The Case of the Impoverished Janitor

Bui, Simonetti, Benson, Malek and Anderson

Published 11/3/2014

A 52-year-old man presents to a neighborhood health center for evaluation of intermittent

chest pressure. His symptoms started 2 weeks ago, worsen with exertion, last 10-15 minutes

and are associated with shortness of breath and diaphoresis.  He has not seen a doctor in many years.  He takes no medications, has smoked 1 pack per day for the last 35 years, and denies alcohol or drug use.  He currently works as a janitor at a ballpark, and is usually unemployed for 4-5 months each year.  He lives in a rented apartment in a run-down part of town. He was adopted and is uncertain of his family medical history.  His physical examination reveals BP 160/96, P 74, BMI 39. Cardiopulmonary exam is normal.  1+ pedal edema is noted with good distal pulses.  ECG shows normal sinus rhythm without ST-T change. You are concerned that his chest pain is angina and would like to refer him for further evaluation.  

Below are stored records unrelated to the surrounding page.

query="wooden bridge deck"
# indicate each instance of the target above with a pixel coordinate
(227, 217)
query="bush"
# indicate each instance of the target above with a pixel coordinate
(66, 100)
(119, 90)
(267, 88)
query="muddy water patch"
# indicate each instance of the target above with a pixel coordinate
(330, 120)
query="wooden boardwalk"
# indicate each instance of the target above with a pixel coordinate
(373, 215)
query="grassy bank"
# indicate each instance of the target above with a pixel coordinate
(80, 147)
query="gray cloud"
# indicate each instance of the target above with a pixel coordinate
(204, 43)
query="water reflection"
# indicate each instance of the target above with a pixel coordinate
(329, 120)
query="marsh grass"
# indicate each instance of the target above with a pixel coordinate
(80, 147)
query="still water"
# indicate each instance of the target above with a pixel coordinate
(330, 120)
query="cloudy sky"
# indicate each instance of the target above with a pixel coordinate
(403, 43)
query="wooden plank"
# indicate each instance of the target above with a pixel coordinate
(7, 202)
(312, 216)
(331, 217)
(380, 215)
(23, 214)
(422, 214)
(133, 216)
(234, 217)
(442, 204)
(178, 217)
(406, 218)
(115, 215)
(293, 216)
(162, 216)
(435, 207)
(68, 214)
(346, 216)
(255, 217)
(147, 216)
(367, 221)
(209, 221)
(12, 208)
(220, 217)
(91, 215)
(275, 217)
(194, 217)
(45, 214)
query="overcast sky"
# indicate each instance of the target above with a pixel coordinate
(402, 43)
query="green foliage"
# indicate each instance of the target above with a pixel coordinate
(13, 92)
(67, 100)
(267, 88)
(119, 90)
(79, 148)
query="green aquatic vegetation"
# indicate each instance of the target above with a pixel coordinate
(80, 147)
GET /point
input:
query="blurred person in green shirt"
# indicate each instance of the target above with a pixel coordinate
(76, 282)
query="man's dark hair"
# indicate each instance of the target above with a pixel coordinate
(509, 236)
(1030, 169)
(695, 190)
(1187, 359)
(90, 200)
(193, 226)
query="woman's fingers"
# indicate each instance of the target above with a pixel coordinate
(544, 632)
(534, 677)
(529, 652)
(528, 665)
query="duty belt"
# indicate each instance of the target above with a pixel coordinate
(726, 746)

Which of the following risk factors for ischemic heart disease is not included in current risk calculators—Framingham or ASCVD pooled cohort?

  1. Age

  2. Lack of primary care

  3. Hypertension

  4. Smoking

  5. Low socioeconomic status

  6. Cholesterol levels

What mechanism or pathway could account for its role in cardiovascular diseases?  Would this change your management, and how?

Fast fact:

Low socioeconomic status, including living in low-income neighborhoods, is independently predictive of cardiovascular disease and all-cause mortality.  For individuals from low socioeconomic backgrounds defined as <12 years of education or <$12,000 annual income, Framingham scores underestimated CVD risk by 24%.  The effects of SES on ASCVD risk calculated with the ACC/AHA Pooled Cohort Equations has not been established.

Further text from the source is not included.